Applicando lo stesso ragionamento a una città come Brescia, a fronte di circa 90.000 famiglie, i soli consumi domestici annui ammonterebbero, in modo molto indicativo, a 240 gWh. Un Smr da 300 MW produrrebbe quindi circa dieci volte il fabbisogno elettrico domestico annuo delle famiglie residenti nel Comune.
Tema non di poco conto quello urbano, dato che «invece di produrre sempre e solo elettricità, si potrebbero usare il vapore o il calore del reattore per alimentare reti di teleriscaldamento. È un’idea che alcune aziende stanno studiando, per esempio in Finlandia (Steady Energy) o in Francia (Calogena)» spiega.
Dimensioni e occupazione di suolo
Ma la riflessione di Gozzi apre un’altra parentesi e cioè su quanto spazio richiedano gli Smr e dove vadano posizionati. Alcuni progetti prevedono infatti moduli interrati o parzialmente interrati, ma non è una caratteristica universale.
«Non tutti gli Smr sono sotto terra – conferma Buccio –. Il vero tema è però capire quanta superficie occupa l’intero impianto rispetto a una centrale tradizionale». Il confronto infatti non può essere fatto guardando solo al singolo modulo. Se per avvicinarsi alla potenza di un grande reattore servono più unità, bisogna considerare tutto: reattori, edifici ausiliari, sistemi di sicurezza, connessioni alla rete, gestione del combustibile e infrastrutture di supporto. «Va da sé che, essendo meno potenti, richiedono meno spazio e quindi meno consumo di suolo – evidenzia l’ingegnere –, perciò mi aspetto che l’occupazione sia comunque più efficiente».

In termini di spazio un Smr non è «piccolo» come potrebbe suggerire il nome, ma è molto più compatto di una grande centrale tradizionale. Un Smr può occupare circa 14 ettari (140.000 metri quadrati, ma anche meno come nel caso del progetto di Rolls-Royce), due Ap1000 statunitensi circa 24 ettari, mentre un progetto Epr francese da 1600 MW oltre 360 ettari per due reattori.
A parità di potenza installata il confronto sull’occupazione di suolo con una fonte di energia rinnovabile è però netto: una centrale fotovoltaica utility-scale può richiedere migliaia di ettari per una potenza installata di 1 GW, mentre un reattore nucleare Smr occupa come visto superfici nell’ordine di poche decine di ettari. Le più compatte invece in questo senso sono le centrali a gas.
Lo stato dell’arte
L’interesse internazionale è come detto ormai consistente. Secondo l’Aiea nel mondo esistono oltre 80 progetti e concept di Smr a diversi livelli di sviluppo. Alcuni sono ancora in fase di ricerca, altri sono indicati come prossimi all’impiego. L’Agenzia segnala inoltre Smr in stadi avanzati di costruzione in Argentina, Cina e Russia. In Europa la Francia sta seguendo con attenzione il dossier, anche attraverso progetti come Nuward e Newcleo. Quest’ultima, fondata dall’italiano Stefano Buono, è particolarmente osservata, anche per i suoi legami industriali e finanziari internazionali e per le sue attività negli Stati Uniti.

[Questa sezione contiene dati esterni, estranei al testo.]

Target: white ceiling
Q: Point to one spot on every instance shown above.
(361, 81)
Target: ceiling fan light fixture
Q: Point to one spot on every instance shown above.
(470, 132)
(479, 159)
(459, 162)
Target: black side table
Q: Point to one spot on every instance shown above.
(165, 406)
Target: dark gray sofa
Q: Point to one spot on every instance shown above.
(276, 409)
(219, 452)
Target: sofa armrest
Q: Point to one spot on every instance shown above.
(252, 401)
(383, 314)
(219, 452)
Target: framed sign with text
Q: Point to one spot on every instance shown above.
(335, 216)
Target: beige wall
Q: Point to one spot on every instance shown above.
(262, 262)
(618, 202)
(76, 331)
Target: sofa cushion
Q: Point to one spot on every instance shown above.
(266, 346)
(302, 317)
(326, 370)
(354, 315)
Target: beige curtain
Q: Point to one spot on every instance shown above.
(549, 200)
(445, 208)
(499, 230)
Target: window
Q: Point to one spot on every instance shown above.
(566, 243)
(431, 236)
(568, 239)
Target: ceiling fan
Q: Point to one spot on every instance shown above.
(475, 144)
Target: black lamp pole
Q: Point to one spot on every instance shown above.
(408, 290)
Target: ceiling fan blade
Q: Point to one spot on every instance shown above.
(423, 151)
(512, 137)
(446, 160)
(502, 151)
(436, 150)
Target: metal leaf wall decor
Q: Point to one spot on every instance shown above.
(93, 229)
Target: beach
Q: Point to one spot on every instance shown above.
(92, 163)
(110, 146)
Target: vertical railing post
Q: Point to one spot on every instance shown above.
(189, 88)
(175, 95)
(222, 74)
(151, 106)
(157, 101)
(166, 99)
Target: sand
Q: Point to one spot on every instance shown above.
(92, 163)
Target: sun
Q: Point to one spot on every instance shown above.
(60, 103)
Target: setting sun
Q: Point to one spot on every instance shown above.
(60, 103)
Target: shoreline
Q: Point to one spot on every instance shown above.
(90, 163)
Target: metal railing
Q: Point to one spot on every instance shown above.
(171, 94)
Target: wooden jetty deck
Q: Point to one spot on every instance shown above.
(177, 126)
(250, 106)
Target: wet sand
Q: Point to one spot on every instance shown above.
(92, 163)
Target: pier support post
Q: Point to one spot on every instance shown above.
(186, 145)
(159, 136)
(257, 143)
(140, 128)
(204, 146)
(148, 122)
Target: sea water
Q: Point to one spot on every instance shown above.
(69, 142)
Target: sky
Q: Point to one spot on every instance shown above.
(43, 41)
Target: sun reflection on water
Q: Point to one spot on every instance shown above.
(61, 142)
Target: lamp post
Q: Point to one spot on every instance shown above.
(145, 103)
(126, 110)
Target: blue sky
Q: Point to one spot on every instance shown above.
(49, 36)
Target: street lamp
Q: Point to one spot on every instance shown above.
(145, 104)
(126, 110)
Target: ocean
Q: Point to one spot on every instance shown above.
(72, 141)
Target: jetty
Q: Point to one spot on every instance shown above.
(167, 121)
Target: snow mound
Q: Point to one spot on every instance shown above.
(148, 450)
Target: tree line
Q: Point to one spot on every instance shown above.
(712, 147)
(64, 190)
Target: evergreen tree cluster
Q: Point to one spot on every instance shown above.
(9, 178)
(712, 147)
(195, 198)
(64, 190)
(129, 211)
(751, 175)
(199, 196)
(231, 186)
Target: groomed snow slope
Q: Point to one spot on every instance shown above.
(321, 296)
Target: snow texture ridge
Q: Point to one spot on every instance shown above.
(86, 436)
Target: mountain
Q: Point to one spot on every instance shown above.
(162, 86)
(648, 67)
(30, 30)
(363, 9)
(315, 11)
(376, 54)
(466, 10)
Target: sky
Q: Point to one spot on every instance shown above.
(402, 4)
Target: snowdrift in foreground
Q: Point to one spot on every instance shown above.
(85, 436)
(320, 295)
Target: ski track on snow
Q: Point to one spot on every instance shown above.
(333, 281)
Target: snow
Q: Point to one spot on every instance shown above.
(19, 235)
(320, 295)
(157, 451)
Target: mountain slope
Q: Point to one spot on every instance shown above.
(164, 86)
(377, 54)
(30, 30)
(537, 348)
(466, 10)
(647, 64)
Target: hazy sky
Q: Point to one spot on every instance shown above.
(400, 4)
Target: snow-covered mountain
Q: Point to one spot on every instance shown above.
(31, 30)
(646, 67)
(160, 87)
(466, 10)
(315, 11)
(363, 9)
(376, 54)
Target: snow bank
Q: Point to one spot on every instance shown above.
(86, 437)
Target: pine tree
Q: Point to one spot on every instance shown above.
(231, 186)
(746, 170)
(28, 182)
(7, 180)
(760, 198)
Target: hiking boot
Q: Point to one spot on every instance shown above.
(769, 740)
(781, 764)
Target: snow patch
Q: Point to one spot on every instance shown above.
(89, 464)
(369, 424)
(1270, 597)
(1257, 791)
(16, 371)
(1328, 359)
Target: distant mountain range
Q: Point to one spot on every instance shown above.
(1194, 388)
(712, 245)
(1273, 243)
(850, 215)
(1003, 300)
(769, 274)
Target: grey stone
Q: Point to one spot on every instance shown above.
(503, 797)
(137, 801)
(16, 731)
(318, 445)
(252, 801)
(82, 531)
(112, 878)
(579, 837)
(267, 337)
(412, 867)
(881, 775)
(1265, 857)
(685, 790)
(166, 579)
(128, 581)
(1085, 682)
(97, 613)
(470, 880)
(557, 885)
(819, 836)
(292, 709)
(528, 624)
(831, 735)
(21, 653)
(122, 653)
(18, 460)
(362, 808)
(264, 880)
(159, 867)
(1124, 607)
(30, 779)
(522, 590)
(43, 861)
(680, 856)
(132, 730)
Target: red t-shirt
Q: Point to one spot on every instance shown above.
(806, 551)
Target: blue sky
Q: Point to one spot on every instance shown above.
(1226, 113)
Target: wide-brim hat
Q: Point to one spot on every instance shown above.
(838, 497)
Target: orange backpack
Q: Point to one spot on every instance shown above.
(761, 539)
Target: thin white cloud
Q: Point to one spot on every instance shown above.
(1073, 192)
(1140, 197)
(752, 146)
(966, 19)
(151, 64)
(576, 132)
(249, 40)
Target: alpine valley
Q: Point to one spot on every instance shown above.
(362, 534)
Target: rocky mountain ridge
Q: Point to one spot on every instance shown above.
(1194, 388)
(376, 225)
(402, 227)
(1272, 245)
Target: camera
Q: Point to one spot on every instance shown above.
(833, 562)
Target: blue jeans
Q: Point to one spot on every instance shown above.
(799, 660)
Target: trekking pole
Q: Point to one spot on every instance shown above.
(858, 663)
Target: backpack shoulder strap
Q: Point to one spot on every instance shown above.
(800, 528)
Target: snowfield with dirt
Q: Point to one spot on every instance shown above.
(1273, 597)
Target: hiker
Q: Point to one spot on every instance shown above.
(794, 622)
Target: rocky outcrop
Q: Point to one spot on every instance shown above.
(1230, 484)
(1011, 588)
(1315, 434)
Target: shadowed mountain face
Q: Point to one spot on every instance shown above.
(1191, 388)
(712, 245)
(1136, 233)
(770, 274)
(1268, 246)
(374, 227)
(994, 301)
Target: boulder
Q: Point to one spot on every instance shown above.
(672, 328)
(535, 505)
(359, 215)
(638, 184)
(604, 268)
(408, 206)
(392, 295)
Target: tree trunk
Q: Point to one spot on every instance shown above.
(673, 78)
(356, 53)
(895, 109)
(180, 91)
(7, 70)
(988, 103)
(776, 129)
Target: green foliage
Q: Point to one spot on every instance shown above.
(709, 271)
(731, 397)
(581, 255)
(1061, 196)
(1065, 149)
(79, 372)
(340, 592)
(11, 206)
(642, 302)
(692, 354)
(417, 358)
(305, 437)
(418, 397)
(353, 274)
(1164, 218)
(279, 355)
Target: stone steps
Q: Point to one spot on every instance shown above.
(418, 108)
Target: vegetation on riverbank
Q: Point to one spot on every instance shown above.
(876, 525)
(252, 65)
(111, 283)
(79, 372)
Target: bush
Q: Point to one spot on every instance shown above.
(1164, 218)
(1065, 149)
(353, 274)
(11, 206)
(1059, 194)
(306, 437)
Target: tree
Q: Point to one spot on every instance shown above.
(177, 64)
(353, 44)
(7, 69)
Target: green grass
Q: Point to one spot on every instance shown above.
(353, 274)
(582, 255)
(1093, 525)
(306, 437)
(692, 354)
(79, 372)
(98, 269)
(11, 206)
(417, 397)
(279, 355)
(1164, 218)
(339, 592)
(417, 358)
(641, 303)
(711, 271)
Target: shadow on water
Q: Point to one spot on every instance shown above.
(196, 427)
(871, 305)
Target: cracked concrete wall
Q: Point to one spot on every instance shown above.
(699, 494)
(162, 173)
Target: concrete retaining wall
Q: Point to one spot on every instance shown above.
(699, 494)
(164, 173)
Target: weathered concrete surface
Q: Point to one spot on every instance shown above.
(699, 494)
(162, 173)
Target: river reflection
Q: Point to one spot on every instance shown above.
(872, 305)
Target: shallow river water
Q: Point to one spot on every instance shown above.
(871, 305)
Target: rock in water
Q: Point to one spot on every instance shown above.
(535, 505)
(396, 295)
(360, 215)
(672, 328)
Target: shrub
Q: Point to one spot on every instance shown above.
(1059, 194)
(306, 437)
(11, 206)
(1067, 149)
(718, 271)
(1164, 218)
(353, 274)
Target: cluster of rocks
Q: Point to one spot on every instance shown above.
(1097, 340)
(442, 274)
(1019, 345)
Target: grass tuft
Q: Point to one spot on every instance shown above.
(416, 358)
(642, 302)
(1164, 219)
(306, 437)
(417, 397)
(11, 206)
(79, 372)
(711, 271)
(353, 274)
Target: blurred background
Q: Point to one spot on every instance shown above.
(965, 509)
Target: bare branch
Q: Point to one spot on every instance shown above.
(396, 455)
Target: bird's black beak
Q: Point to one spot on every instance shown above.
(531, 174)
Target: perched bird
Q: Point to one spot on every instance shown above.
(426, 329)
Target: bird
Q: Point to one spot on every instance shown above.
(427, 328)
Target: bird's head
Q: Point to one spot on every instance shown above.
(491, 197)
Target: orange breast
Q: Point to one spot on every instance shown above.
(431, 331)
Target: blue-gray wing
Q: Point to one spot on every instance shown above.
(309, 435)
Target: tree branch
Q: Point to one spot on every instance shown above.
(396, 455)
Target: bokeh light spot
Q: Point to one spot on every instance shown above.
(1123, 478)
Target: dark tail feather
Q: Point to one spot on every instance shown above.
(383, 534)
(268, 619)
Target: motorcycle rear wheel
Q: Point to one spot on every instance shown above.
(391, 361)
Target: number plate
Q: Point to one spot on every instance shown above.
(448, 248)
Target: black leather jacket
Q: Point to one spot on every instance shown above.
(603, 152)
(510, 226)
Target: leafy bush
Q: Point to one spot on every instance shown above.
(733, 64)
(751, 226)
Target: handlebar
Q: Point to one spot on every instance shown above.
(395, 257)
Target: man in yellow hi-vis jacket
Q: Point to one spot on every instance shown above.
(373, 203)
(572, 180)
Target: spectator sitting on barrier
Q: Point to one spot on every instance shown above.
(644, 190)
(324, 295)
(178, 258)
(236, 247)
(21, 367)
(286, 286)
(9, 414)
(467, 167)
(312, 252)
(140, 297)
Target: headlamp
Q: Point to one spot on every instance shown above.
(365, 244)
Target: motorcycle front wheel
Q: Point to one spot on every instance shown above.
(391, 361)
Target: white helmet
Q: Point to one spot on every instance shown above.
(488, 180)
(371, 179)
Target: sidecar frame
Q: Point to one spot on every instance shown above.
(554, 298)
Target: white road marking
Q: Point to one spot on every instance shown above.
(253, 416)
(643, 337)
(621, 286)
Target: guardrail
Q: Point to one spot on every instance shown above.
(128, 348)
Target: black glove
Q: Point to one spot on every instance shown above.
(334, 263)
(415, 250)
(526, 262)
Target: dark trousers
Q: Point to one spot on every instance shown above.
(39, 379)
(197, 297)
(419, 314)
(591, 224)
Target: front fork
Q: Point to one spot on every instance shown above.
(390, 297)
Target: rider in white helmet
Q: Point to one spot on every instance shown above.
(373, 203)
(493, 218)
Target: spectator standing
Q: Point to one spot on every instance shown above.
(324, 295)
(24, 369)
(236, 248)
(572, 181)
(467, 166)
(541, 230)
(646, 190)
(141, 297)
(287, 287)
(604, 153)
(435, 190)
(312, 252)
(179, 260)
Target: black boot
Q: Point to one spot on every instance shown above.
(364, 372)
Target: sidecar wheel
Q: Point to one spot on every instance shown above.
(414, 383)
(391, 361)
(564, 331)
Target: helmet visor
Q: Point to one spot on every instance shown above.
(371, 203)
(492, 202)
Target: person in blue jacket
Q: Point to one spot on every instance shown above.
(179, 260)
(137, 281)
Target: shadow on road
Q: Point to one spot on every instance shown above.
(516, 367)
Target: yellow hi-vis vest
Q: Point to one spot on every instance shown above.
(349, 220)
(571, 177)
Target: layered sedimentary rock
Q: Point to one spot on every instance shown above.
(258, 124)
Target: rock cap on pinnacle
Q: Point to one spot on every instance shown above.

In Italia invece, dove martedì 26 maggio è ufficialmente iniziata alla Camera la discussione sul Ddl nucleare, il ruolo trainante è rivestito da Ansaldo Energia e Ansaldo Nucleare (partecipano a Nuward), oltre al ruolo di ricerca e supporto tecnico di Enea. «Il punto però non è solo costruire un reattore – conclude Buccio –, ma capire se intorno agli Smr si riuscirà a creare una filiera vera: progettazione, componenti, autorizzazioni, costruzione, manutenzione. È lì che si capirà se questa tecnologia potrà essere davvero competitiva».